Direct testing follows a ramp-up protocol. You’d start with a general warm-up (5 minutes of light cardio), then do 8 to 10 reps at roughly 50% of what you think your max might be. After a minute of rest, you lift a heavier load at about 80% of your estimated max. From there, you increase the weight in small jumps, resting between attempts, until you reach a load you can’t complete with good form. That last successful single rep is your 1RM.
The catch: maximal testing puts significant stress on muscles, connective tissue, and joints. It carries a real injury risk, especially for recreational lifters who don’t regularly handle near-max loads. For most people, estimation formulas are the safer and more practical option.
Estimation Formulas
Two equations dominate. The Epley formula multiplies the weight you lifted by 0.033 times the number of reps, then adds the weight again. So if you bench pressed 150 pounds for 8 reps: (0.033 × 8 × 150) + 150 = 189.6 pounds estimated 1RM. The Brzycki formula uses a slightly different calculation but produces similar results for sets under 10 reps.
Both formulas lose accuracy as rep counts climb above 10. If you’re estimating, use a weight you can lift for somewhere between 3 and 8 reps. That keeps the prediction within a reasonable margin of error.
Using a Multi-Rep RM Instead
You don’t need to know your 1RM at all if you’d rather not. A 5RM test, where you find the heaviest weight you can lift five times, is a practical alternative that researchers have validated as reliable for recreational athletes. Compared to a true 1RM test, a 5RM requires less preparation, carries a lower injury risk, and still gives you a solid reference point for programming your training.
Many programs skip the 1RM entirely and simply prescribe work in RM ranges. “Do 3 sets of 8RM on the squat” means find the weight where 8 reps is your limit, then do 3 sets at that weight. You might not get all 8 reps on the last set or two, and that’s expected.
RM vs. Newer Intensity Tools
RM-based programming has a limitation: your strength fluctuates day to day based on sleep, stress, nutrition, and accumulated fatigue. A weight that was your 5RM last week might feel like a 3RM on a bad day or a 7RM after a great night’s sleep. Percentage-based prescriptions can’t account for that.
Two subjective tools have gained popularity as complements or alternatives. RPE (rate of perceived exertion) uses a 1-to-10 scale where 10 is maximum effort. RIR (reps in reserve) asks you to estimate how many more reps you could have done. A set at “2 RIR” means you stopped with two reps left in the tank.

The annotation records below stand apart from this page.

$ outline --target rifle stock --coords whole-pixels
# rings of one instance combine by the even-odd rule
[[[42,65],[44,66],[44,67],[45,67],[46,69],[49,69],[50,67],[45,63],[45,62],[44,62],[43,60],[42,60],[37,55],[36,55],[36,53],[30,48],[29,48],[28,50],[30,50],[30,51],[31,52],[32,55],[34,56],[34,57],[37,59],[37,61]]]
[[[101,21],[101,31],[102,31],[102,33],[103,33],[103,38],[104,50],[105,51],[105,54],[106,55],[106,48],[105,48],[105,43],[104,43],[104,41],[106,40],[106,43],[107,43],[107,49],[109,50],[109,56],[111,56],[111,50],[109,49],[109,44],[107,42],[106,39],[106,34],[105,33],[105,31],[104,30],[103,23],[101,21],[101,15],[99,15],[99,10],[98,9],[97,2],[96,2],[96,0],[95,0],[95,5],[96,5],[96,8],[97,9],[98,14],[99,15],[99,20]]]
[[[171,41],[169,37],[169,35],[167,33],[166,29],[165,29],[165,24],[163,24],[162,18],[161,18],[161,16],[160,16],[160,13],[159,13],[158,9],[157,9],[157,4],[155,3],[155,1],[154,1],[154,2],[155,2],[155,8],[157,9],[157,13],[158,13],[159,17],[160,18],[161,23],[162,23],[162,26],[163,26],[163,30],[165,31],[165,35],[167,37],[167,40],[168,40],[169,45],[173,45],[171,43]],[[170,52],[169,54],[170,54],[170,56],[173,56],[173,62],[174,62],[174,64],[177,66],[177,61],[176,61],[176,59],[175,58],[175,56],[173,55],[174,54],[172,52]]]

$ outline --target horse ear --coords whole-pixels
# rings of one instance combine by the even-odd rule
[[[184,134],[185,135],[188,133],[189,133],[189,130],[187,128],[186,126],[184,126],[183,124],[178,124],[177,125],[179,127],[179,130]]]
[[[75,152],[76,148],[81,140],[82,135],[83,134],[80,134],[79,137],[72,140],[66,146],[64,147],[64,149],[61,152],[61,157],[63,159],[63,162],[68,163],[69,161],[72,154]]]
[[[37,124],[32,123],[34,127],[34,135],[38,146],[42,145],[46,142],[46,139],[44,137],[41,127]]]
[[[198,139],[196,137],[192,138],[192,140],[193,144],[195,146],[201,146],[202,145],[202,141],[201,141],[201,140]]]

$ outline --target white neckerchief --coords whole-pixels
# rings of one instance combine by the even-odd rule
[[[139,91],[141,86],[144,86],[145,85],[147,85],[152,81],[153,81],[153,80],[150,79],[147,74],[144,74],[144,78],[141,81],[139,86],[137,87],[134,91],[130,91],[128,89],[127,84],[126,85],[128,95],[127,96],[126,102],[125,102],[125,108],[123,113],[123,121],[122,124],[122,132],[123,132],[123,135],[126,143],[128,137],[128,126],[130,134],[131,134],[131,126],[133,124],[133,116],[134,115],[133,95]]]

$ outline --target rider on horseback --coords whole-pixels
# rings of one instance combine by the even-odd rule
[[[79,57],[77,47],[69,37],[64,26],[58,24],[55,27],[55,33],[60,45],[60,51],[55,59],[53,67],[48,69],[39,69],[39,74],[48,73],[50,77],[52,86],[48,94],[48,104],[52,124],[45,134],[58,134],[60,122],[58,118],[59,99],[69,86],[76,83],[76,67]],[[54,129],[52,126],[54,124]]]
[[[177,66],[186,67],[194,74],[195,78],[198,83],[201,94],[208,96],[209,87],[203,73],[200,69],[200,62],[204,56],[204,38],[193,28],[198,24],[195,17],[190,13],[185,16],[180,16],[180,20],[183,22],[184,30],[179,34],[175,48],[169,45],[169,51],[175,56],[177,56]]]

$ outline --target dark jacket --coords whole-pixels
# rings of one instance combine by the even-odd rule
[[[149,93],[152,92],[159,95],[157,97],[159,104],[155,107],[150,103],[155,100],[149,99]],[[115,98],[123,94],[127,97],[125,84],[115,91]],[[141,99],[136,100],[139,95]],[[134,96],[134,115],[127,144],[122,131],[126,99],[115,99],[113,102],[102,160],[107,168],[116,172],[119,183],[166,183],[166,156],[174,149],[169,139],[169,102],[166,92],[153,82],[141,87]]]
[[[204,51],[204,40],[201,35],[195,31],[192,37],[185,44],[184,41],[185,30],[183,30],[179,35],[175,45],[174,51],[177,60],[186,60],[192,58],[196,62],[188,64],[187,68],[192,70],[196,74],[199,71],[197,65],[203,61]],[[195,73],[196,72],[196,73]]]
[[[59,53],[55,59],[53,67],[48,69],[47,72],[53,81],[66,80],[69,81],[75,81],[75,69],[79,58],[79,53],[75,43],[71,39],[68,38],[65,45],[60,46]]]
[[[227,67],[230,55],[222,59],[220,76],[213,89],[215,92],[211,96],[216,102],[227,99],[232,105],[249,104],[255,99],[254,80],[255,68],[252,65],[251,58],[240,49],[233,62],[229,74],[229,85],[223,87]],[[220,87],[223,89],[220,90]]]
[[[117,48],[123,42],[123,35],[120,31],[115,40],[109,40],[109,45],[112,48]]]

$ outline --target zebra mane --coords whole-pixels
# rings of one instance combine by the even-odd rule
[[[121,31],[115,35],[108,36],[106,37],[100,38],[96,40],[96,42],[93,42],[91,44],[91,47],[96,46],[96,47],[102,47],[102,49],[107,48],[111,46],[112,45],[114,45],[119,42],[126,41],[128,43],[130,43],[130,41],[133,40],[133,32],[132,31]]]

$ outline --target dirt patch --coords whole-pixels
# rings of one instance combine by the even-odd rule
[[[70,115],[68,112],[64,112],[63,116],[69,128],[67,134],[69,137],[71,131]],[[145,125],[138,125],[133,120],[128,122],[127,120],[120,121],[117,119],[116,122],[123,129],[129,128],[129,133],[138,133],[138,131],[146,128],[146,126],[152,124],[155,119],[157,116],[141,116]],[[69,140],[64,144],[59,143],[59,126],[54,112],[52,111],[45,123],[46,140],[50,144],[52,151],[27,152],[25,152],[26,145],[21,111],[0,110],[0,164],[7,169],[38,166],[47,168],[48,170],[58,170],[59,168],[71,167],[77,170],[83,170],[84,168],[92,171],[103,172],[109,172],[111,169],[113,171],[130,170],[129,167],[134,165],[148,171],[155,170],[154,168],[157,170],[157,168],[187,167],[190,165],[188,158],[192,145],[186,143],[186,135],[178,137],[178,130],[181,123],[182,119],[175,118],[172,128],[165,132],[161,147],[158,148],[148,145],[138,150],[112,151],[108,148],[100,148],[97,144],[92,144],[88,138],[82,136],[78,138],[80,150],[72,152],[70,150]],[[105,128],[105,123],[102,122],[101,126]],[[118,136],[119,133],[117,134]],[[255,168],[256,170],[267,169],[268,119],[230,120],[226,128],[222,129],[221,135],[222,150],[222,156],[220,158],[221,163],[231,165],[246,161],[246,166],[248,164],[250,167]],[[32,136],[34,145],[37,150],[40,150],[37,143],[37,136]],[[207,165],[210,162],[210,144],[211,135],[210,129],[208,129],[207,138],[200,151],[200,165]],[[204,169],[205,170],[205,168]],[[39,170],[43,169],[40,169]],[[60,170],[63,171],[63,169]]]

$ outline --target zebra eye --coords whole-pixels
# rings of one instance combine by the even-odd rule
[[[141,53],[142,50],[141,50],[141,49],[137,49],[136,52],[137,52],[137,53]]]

Research comparing RPE-based loading to percentage-based loading found both approaches effective for building strength, with RPE-based programs showing a small edge. The likely reason is that RPE adjusts automatically to how you’re performing on any given day, while a fixed percentage can overshoot or undershoot depending on circumstances. That said, RPE requires honest self-assessment, which is a skill that takes time to develop. Beginners often misjudge how many reps they actually have left.
In practice, many experienced lifters combine both systems. They use RM percentages to set a target weight, then adjust up or down based on how the warm-up sets feel. This gives you the structure of percentage-based programming with the flexibility of autoregulation.